Rick Strahl's Weblog  

Wind, waves, code and everything in between...
.NET • C# • Markdown • WPF • All Things Web
Contact   •   Articles   •   Products   •   Support   •   Advertise
Sponsored by:
Markdown Monster - The Markdown Editor for Windows

Detecting Text Encoding for StreamReader


:P
On this page:

I keep running into issues in regards to auto-detection of file types when using StreamReader. StreamReader supports byte order mark detection and in most cases that seems to be working Ok, but if you deal with a variety of different file encodings for input files using the default detection comes up short.

I posted a JavaScript Minifier application yesterday and somebody correctly pointed out that the text encoding was incorrect. It turns out part of the problem is the code I snatched from Douglas Crockford's original C# minifier code, but there's also an issue with some of the code I added to provide string translations.

StreamReader() specifically has an overload that's supposed to help with detection of byte order marks and based on that is supposed to sniff the document's encoding. It actually works but only if the content is encoded as UTF-8/16/32 - ie. when it actually has a byte order mark. It doesn't revert back to Encoding.Default if it can't find a byte order mark - the default without a byte order mark is UTF-8 which usually will result in invalid text parsing. For my converter this translated into problems when the source JavaScript files were not encoded with UTF-8, but it worked fine with any of the UTF-xx encodings which is why I missed this.

There are a few other oddities. For example, Encoding.UTF8 is configured in such a way that when you write out to a StreamWriter it will always write out the Byte Order Mark unless you explicitly create a new instance with the constructor that disables it (ie. new UTF8Encoding(false)) which can really bite you if you're writing XML into an XMLWriter through a StreamWriter since Encoding.UTF8 is the default. HTTP output should never include a BOM - it's used only for files as content markers.

So anyway, every time I run into this I play around for a bit trying different encodings, usually combinations of Encoding.Default, Encoding.UTF8 and Encoding.Unicode, none of which really work consistently in all cases. What's really needed is some way to sniff the Byte Order Marks and depending on which one is present apply the appropriate Encoding to the StreamReader's constructor.

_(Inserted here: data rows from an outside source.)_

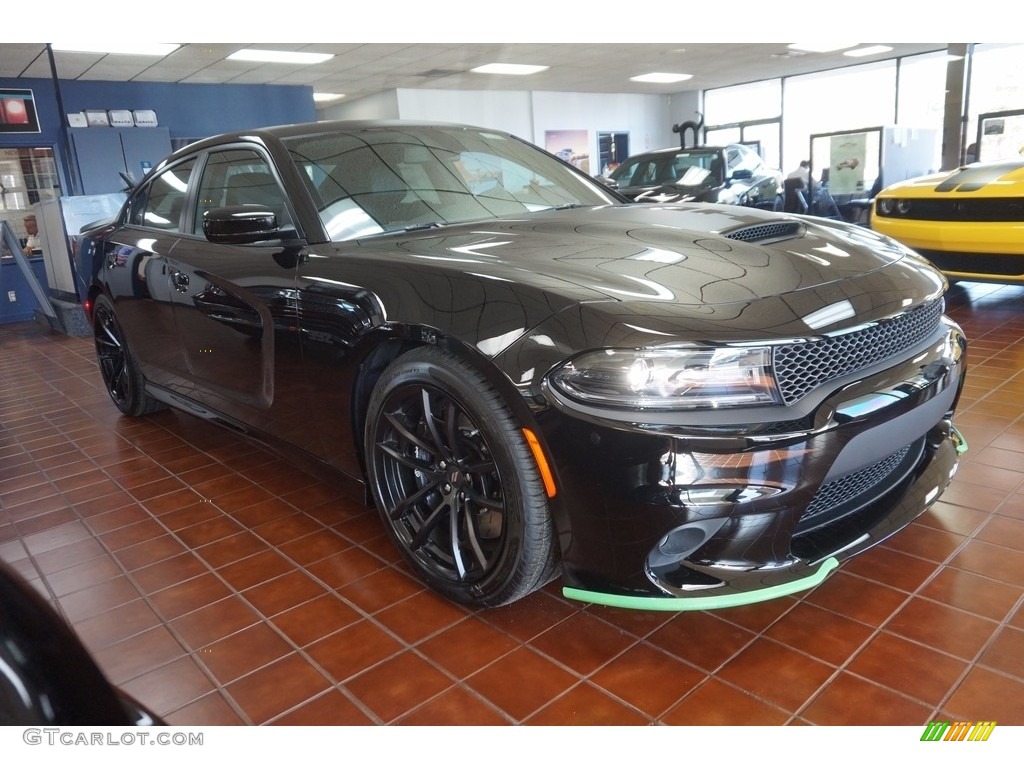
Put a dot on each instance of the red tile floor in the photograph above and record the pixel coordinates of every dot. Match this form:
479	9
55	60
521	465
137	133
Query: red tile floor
221	586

I ended up creating a short routine that tries to sniff the file's type which looks like this since I couldn't find anything in the framework that does this:

/// <summary>

/// Detects the byte order mark of a file and returns

/// an appropriate encoding for the file.

/// </summary>

/// <param name="srcFile"></param>

/// <returns></returns>

public static Encoding GetFileEncoding(string srcFile)

{

    // *** Use Default of Encoding.Default (Ansi CodePage)

    Encoding enc = Encoding.Default;

 

    // *** Detect byte order mark if any - otherwise assume default

    byte[] buffer = new byte[5];

    FileStream file = new FileStream(srcFile, FileMode.Open);

    file.Read(buffer, 0, 5);

    file.Close();

 

    if (buffer[0] == 0xef && buffer[1] == 0xbb && buffer[2] == 0xbf)

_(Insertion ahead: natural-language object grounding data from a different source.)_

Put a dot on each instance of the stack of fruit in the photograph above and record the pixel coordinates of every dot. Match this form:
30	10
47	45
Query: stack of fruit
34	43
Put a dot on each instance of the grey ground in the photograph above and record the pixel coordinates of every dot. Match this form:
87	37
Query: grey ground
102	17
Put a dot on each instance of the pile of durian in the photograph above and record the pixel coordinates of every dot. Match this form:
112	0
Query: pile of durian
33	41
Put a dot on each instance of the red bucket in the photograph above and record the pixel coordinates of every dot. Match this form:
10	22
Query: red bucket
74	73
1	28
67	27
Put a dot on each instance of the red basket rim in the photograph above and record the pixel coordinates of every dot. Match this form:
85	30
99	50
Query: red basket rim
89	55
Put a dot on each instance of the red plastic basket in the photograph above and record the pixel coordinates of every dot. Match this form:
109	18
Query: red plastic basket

        enc = Encoding.UTF8;

    else if (buffer[0] == 0xfe && buffer[1] == 0xff)

        enc = Encoding.Unicode;

    else if (buffer[0] == 0 && buffer[1] == 0 && buffer[2] == 0xfe && buffer[3] == 0xff)

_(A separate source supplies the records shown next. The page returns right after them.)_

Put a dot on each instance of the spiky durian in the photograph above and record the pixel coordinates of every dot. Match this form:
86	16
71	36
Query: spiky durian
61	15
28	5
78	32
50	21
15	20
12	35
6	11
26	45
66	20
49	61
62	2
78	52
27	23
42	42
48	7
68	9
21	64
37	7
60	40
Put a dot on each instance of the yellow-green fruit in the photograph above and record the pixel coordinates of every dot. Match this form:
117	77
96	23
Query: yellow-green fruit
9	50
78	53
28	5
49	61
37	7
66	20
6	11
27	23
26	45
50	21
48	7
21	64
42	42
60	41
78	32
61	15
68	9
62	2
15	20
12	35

        enc = Encoding.UTF32;

    else if (buffer[0] == 0x2b && buffer[1] == 0x2f && buffer[2] == 0x76)

        enc = Encoding.UTF7;

 

    return enc;

}

 

/// <summary>

/// Opens a stream reader with the appropriate text encoding applied.

/// </summary>

/// <param name="srcFile"></param>

public static StreamReader OpenStreamReaderWithEncoding(string srcFile)

{

    Encoding enc = GetFileEncoding(srcFile);

    return new StreamReader(srcFile, enc);

}

This seems to do the trick with various different types of encodings I threw at it. The file to file conversion uses a StringReader for input and StringWriter for output which looks like this:

/// <summary>

/// Minifies a source file into a target file.

/// </summary>

/// <param name="src"></param>

/// <param name="dst"></param>

public void Minify(string srcFile, string dstFile)

{           

    Encoding enc = StringUtilities.GetFileEncoding(srcFile);

 

    using (sr = new StreamReader(srcFile,enc))

    {

        using (sw = new StreamWriter(dstFile,false,enc))

        {

            jsmin();

        }

    }

}

This detects the original encoding and opens the input file and then writes the output back with the same encoding which is what you'd expect. The only thing here is that if for some reason the file is UTF-8 (or 16/32) encoded and there's no BOM the default will revert - potentially incorrectly - to the Default Ansi encoding. I suppose that's reasonable since that's the most likely scenario for source code files generated with Microsoft tools anyway.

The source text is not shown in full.